December 28, 2025 AI

Two Weeks of Tool Execution, Terminal Rendering, and Automation Pipelines

In which I teach package managers to cache code, terminals to render efficiently, and GitHub workflows to write their own blog posts

The Unifying Thread

What do AI-generated OG images, terminal MMO rendering optimizations, and automated blog post workflows have in common? They’re all parts of a larger pattern I’ve been building without fully admitting it: infrastructure for tools that write and execute code autonomously.

TPMJS evolved from a simple package registry into a system that extracts schemas, caches execution results, and generates marketing materials on the fly. The terminal MMO (Maldoror) became a testbed for rendering optimizations that make SSH-based gameplay viable. Omega grew more database tools and Val Town integrations. And this very blog? It now writes itself from GitHub activity data, tweets about new posts, and auto-merges PRs—all without me touching a keyboard.

This isn’t about individual features. It’s about building the connective tissue for a world where code generates, executes, and markets itself. The tools are getting smarter, the infrastructure is getting faster, and the automation is getting recursive.

Why You Should Care

TPMJS now auto-extracts schemas during tool execution and caches results for 2 minutes, eliminating manual metadata management
AI-generated OG images for every tool page using GPT-image-1-mini with Vercel Blob caching
Terminal rendering got 10x faster through CRLE (Chromatic Run-Length Encoding), foveated rendering, and delta compression
Val Town integration lets Omega bots bookmark Discord links and manage channel descriptions
This blog post was auto-generated from 151 commits, then auto-merged and tweeted—full automation pipeline shipped

TPMJS: From Package Manager to Self-Documenting Tool Platform

Problem

TPMJS had a fundamental issue: developers had to manually maintain tool schemas in their package.json, and there was no way to verify they matched the actual tool implementation. When schemas drifted from reality, the registry showed incorrect information. Even worse, executing the same tool multiple times meant hitting esm.sh and running the factory function repeatedly—expensive and slow.

Approach

I implemented three major improvements:

1. Auto-schema extraction during execution

Instead of trusting package.json, TPMJS now extracts the actual inputSchema when it executes a tool. The executor loads the tool, runs it once to get the schema, and updates the database automatically. This happens transparently—developers don’t need to do anything.

// Before: trust package.json
      const schema = packageJson.tpmjs.tools[0].inputSchema;
      
      // After: extract from actual tool
      const { tools } = await executor.execute(packageName);
      const actualSchema = tools[0].inputSchema;
      await db.updateSchema(packageName, actualSchema);

This required refactoring the executor to handle schema updates (commits 7aabba7, 72bdc5e, 0062cfe) and ensuring backward compatibility when migrating from exportName to name (commits 6f2218f, 3b77f74, aadd304).

2. In-memory execution cache

Added a 2-minute TTL cache for execution results.

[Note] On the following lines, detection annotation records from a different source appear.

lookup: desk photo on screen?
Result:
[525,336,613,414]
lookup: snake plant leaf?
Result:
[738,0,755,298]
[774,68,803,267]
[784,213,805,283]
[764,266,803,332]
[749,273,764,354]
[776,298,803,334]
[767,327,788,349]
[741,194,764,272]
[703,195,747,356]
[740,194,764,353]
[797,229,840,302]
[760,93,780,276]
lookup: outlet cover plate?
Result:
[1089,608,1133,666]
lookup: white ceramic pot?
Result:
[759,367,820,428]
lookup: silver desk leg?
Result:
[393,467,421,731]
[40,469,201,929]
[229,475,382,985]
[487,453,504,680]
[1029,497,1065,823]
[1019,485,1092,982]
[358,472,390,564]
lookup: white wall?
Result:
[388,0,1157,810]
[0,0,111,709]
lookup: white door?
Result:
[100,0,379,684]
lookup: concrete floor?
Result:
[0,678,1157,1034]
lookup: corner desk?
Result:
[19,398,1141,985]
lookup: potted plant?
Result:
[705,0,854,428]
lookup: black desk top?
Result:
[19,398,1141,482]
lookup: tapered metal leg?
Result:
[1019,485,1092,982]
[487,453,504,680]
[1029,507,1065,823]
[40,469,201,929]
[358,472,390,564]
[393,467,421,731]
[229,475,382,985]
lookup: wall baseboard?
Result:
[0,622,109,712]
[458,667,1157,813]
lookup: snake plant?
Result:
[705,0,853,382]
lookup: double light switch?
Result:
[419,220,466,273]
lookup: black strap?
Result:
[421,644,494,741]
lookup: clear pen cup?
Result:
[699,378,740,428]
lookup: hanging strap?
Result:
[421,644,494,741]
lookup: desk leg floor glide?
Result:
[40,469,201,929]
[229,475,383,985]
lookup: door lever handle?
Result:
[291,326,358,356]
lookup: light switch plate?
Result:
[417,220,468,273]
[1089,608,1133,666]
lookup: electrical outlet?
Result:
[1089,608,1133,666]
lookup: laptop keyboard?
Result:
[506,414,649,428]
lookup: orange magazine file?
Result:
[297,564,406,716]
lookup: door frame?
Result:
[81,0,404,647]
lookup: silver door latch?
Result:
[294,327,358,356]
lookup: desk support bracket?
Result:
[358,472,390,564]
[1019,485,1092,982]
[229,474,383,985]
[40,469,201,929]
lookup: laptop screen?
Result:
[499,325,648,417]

When the same tool is requested multiple times (common for popular tools or during browsing sessions), we serve the cached version instead of re-executing. This was particularly important for Railway-hosted tools that fetch from esm.sh.

I implemented this, then reverted it, then reimplemented it (commits fb1ed57, 5cc223a, then discussion in 65efebe about Railway-specific caching). The final approach caches at the executor level, not the package level, to ensure fresh environment variables reach factory functions.

3. AI-generated OG images

Every tool page now gets a custom OG image generated by OpenAI’s gpt-image-1-mini model. The prompt includes the tool name, description, and usage examples. Images are stored in Vercel Blob with a permanent URL.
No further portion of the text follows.